After thanking his bishop for allowing him to become a
“priest of God,” Father Ramirez wrote words of encouragement to his
family and his flock.

“To my family, I say that I will be the first in the
example that they must follow: to die for Christ. To all, with special
affection, I will look after you from heaven,” he wrote.

Bishop Fabio Duque of Garzon, the diocese where Father Ramirez
served, said that, following his violent death, the mob decapitated him and
“played with his body and his head” before his remains were rescued
from further desecration.

“The ones who rescued his body were the prostitutes,
who ferociously guarded the cemetery so that (the mob) wouldn’t continue
mistreating it,” Bishop Duque said in a July 8 interview with the Colombian
newspaper El Tiempo.

Even after his death April 10, 1948, Father Ramirez
continued to be slandered and accused of calling for violence against Liberal Party
members.

On June 8, Gloria
Gaitan, daughter of Jorge Eliecer Gaitan, wrote a letter to Archbishop Ettore Balestrero, apostolic
nuncio to Colombia, asking the pope reconsider his decision.

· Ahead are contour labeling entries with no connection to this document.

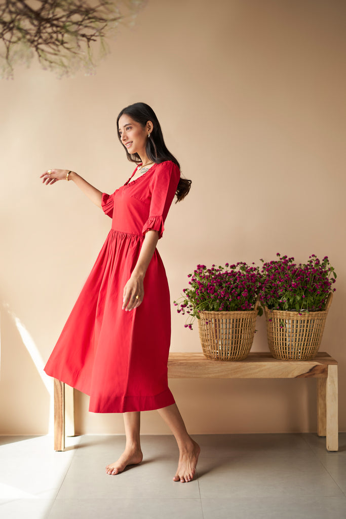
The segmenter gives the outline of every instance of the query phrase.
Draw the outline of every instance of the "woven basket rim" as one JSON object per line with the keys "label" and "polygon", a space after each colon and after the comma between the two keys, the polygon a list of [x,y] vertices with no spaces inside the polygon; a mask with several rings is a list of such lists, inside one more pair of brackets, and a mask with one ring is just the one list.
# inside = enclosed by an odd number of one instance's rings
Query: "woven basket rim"
{"label": "woven basket rim", "polygon": [[296,312],[290,310],[270,310],[265,307],[265,313],[266,317],[272,316],[273,317],[280,317],[281,319],[301,319],[305,321],[309,319],[316,319],[325,317],[328,313],[328,310],[320,310],[317,311]]}
{"label": "woven basket rim", "polygon": [[[236,317],[246,317],[247,316],[249,317],[254,316],[257,315],[258,313],[258,309],[256,308],[256,310],[254,309],[253,310],[221,310],[220,311],[214,311],[209,310],[201,310],[198,313],[198,316],[200,317],[203,317],[207,316],[210,318],[211,317],[216,317],[217,319],[222,319],[223,318],[227,318],[229,319],[234,318]],[[198,316],[197,319],[198,319]]]}
{"label": "woven basket rim", "polygon": [[268,308],[267,306],[264,306],[265,313],[266,315],[268,315],[270,313],[271,315],[281,316],[282,317],[286,317],[286,314],[287,318],[289,318],[290,316],[291,319],[309,319],[310,316],[311,317],[314,317],[315,318],[317,318],[319,317],[323,317],[326,316],[328,312],[330,305],[331,304],[331,301],[333,298],[333,293],[330,292],[328,294],[328,297],[327,298],[327,301],[326,302],[326,307],[324,310],[309,310],[309,311],[303,311],[302,312],[296,311],[293,310],[278,310],[276,308]]}

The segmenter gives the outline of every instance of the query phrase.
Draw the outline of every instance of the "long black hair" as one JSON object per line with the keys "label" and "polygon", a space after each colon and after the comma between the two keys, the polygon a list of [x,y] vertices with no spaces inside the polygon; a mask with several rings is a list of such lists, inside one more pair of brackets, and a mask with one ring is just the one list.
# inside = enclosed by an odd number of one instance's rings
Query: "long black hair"
{"label": "long black hair", "polygon": [[[156,117],[155,113],[149,105],[145,103],[135,103],[134,104],[130,104],[129,106],[124,108],[120,112],[117,119],[117,129],[119,128],[119,119],[126,114],[129,115],[131,119],[145,128],[148,121],[151,121],[153,123],[153,128],[150,132],[150,136],[147,140],[145,146],[145,153],[147,157],[150,160],[155,162],[156,164],[160,164],[164,160],[171,160],[172,162],[178,166],[180,169],[180,165],[174,155],[167,149],[166,145],[163,140],[162,131],[158,119]],[[119,132],[118,136],[119,140],[121,144],[121,137]],[[141,162],[141,157],[138,153],[129,153],[126,146],[123,146],[127,158],[131,162],[135,162],[138,164]],[[181,177],[178,184],[175,195],[177,197],[177,201],[179,201],[184,198],[189,191],[191,186],[191,181],[187,179],[182,179]]]}

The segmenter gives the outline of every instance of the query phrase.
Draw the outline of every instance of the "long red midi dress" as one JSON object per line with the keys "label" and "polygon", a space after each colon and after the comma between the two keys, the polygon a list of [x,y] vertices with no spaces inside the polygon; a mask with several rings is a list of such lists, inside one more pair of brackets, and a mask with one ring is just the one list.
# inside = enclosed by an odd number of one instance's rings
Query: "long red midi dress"
{"label": "long red midi dress", "polygon": [[180,171],[166,161],[131,178],[113,195],[102,195],[112,228],[45,367],[48,375],[90,395],[94,413],[149,411],[174,403],[167,380],[170,294],[157,250],[142,304],[130,311],[122,306],[146,232],[162,236]]}

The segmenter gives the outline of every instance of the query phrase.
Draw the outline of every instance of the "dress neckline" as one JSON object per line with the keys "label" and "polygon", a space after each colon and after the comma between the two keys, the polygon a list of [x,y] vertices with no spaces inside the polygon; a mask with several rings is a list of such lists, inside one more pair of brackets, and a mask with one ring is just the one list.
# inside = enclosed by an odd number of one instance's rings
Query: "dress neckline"
{"label": "dress neckline", "polygon": [[133,176],[133,175],[135,173],[136,171],[137,171],[137,168],[136,168],[136,169],[135,169],[134,171],[132,173],[132,174],[131,175],[131,176],[130,177],[130,178],[129,179],[129,180],[128,181],[127,181],[127,182],[126,182],[124,184],[124,186],[125,186],[126,187],[128,187],[129,185],[132,185],[133,184],[135,184],[136,182],[137,182],[139,181],[139,180],[141,180],[141,179],[143,179],[144,176],[146,176],[146,175],[147,175],[148,173],[150,173],[153,170],[154,170],[155,169],[156,166],[157,166],[157,163],[156,162],[155,162],[155,164],[153,165],[153,166],[151,166],[151,168],[149,168],[149,169],[147,171],[146,171],[145,173],[143,173],[143,174],[141,175],[141,176],[139,176],[137,179],[135,179],[134,180],[132,180],[131,181],[131,179],[132,178],[132,177]]}

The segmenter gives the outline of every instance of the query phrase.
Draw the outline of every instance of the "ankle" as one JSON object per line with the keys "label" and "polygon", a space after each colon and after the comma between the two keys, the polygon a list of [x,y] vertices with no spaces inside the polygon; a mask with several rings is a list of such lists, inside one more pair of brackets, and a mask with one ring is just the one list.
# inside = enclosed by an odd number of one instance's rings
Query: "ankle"
{"label": "ankle", "polygon": [[142,452],[141,444],[139,442],[127,442],[125,450],[128,452]]}

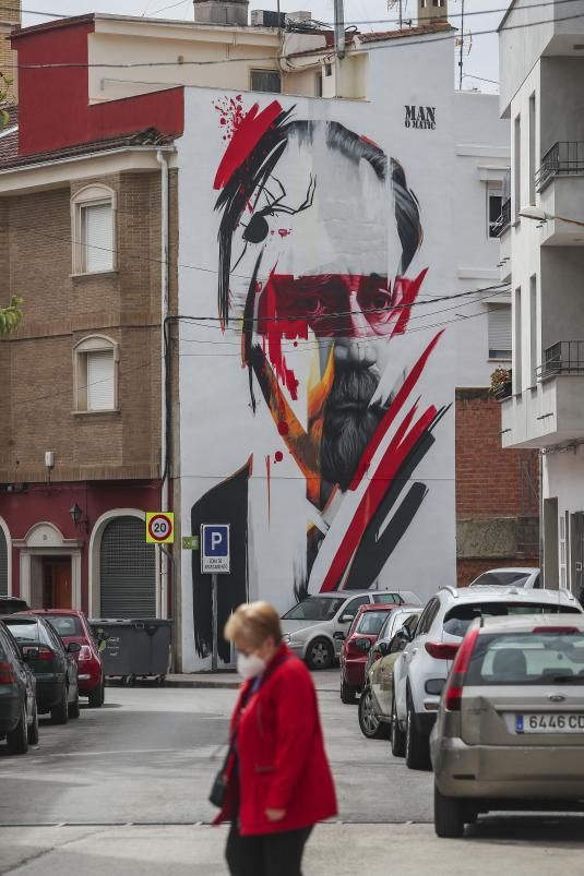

Gloria Gaitan claimed many priests during that time,
including Father Ramirez, used the pulpit to “denigrate and slanderously
vilify” her father’s candidacy, leading to his death.

“(Father Ramirez) was unfortunately lynched for having
denied Christ’s message,” she wrote.

However, Vicente Silva Vargas, a journalist and author of an
upcoming biography on Father Ramirez, said that, even after
death, the priest was blamed for various occurrences in a smear
campaign to justify his murder.

Most notably, a phrase erroneously attributed to him was believed to be a curse
that caused the explosion of a nearby volcano in 1985 that claimed the lives of
more than 25,000 people.

Silva told El Tiempo that the phrase,
“In Armero, no stone will remain overturned,” was said by the
archbishop of Ibague, Colombia, a neighboring diocese; the archbishop shared the slain priest’s
name: Pedro Maria.

Bishop Duque said that, contrary to the false accusations, Father
Ramirez remained an example of holiness and heroic virtue until his final
breath.

“The clearest expression of his holiness is that, at
the moment of his death, he forgave those who killed him,” he said.